“Syrians have come to believe that the world knows what’s happening to them and just doesn’t care.”
Two leading journalists in the field of war corresponding and foreign affairs were in Dublin last night to speak about the conflict in Syria and the challenges of reporting it. The Guardian correspondent Martin Chulov and freelancer Rania Abouzeid were the guest speakers at a From the Frontline talk hosted by the Clinton Institute, UCD in partnership with the Irish Times.
The civil war in Syria is almost 3 years old and both journalists spoke eloquently of the way the story has failed to galvanise popular opinion and the role of journalism in combating this.
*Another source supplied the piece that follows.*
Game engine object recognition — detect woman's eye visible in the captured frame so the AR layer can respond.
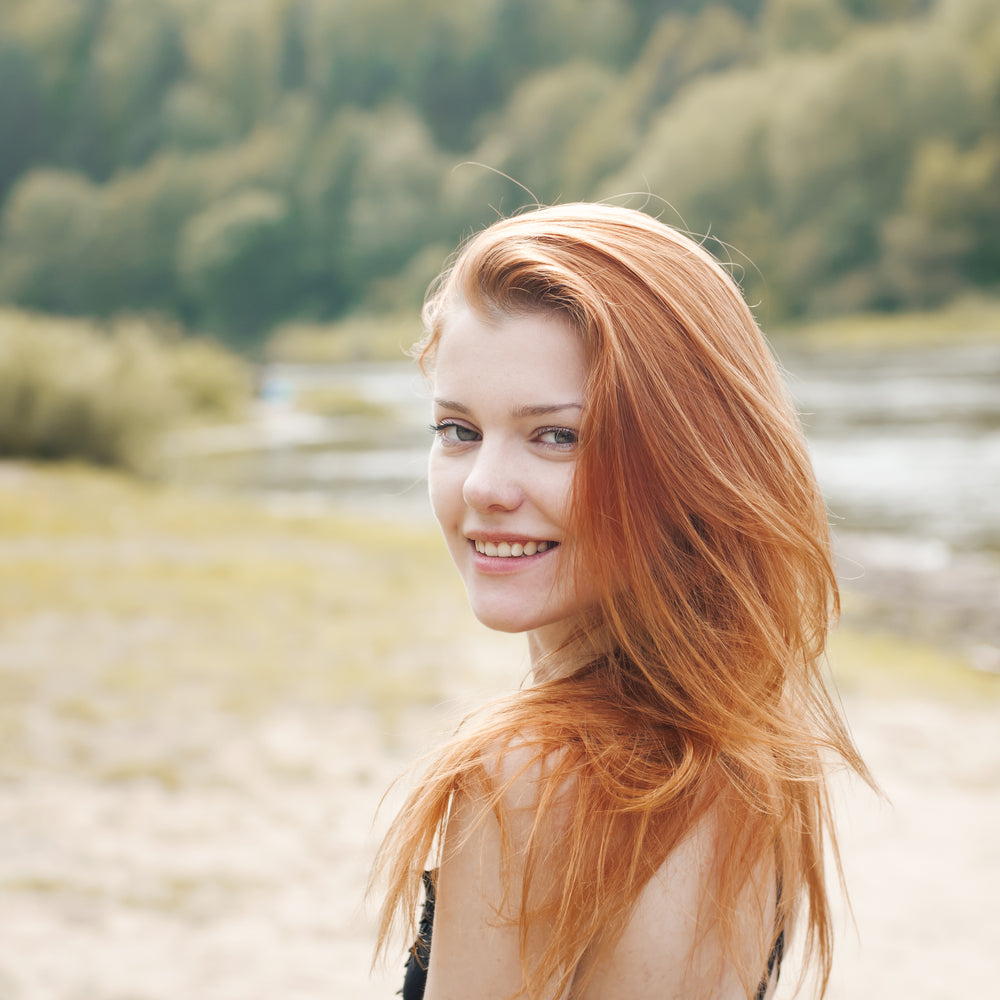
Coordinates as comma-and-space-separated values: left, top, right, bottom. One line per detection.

“It is getting harder to get stories published”, said Abouzeid, “there is this emotional fatigue people have. The rising doesn’t seem to invoke the same passion. We haven’t seen any popular mobilisation and I don’t know what as a journalist to do about it.” She went on to recount that Syrians have become more reluctant to talk to journalists as the conflict has worn on, “the Syrians have come to believe that the world knows what’s happening to them and just doesn’t care.”
As the war has dragged on so have the dangers in reporting it increased. Some 56 journalists have been killed and over 30 kidnapped. Both speakers recounted how their ability to report had been curtailed by the difficulty of gaining entry to Syria. Ramia Abouzaid told how, barred from getting a visa, she must smuggle herself across borders, substantially increasing the dangers she is exposed to.
“The issue of safety has become so vexed, especially in the last 6 months”, said Chulov.
Both guests had interesting and challenging things to say on the issue of social media and its role in journalism.
“Twitter can be useful…but it is also a bubble which some people tend to live in instead of the real world…there is no substitute to being there” said Abouzeid.
Martin Chulov sounded a similar note of caution,
“Twitter can be an echo chamber. It’s a value add but must be handled with care. It’s easy to get burnt if you rely on it.” In a succinct summing up he said “social media is information and journalism is what you do with that.”
Neither journalist had any optimism that there was any end in sight to the civil war or the suffering of the Syrian people. Martin Chulov was particularly downbeat in his analysis,
“There is a real danger of a potential Balkanisation of the region, with divisions along sectarian lines and that is the nightmare scenario…something simply must be done.”